The `histogram_size`

variable specifies the number of buckets in the histogram, and the `histogram_type`

variable specifies the type of the histogram. In this case, we use 20 buckets and a double-precision histogram.

The `ANALYZE TABLE`

statement collects the histogram data and stores it in the `mysql.column_stats`

table. We can query this table to see the histogram data for the column `v`

as follows:

```
SELECT db_name, table_name, column_name, hist_type, hex(histogram)
FROM mysql.column_stats
WHERE db_name='test' AND table_name='origin' AND column_name='v';
+---------+------------+-------------+----------------+------------------------------------------+
| db_name | table_name | column_name | hist_type | hex(histogram) |
+---------+------------+-------------+----------------+------------------------------------------+
| test | origin | v | DOUBLE_PREC_HB | 5200F600480116067E0CB30F1B16831CB81FD67F |
+---------+------------+-------------+----------------+------------------------------------------+
```

The `hist_type`

column shows the type of the histogram, and the `histogram`

column shows the binary string that contains the histogram data.

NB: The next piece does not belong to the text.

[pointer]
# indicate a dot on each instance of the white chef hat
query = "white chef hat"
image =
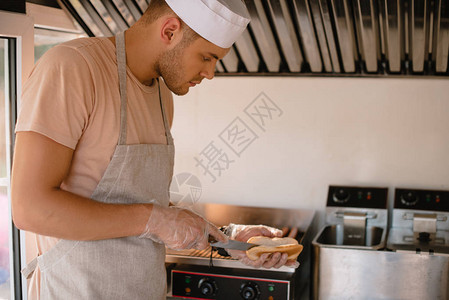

We can use the `DECODE_HISTOGRAM()`

function to decode this binary string and get the probability distribution of the column values as follows:

```
SELECT DECODE_HISTOGRAM(hist_type, histogram)
FROM mysql.column_stats
WHERE db_name='test' AND table_name='origin' AND column_name='v';
+-----------------------------------------------------------------------------------------+
| DECODE_HISTOGRAM(hist_type, histogram) |
+-----------------------------------------------------------------------------------------+
| 0.00125,0.00250,0.00125,0.01877,0.02502,0.01253,0.02502,0.02502,0.01253,0.37546,0.50063 |
+-----------------------------------------------------------------------------------------+
```

The result is a string of 11 comma-separated numeric values that sum up to 1. Each value represents the fraction of rows that fall into the corresponding bucket of the histogram. For example, the first value 0.00125 means that 0.125% of the rows have values between 0 and 40, the second value 0.00250 means that 0.25% of the rows have values between 40 and 80, and so on. The last value 0.50063 means that 50.063% of the rows have values between 760 and 800.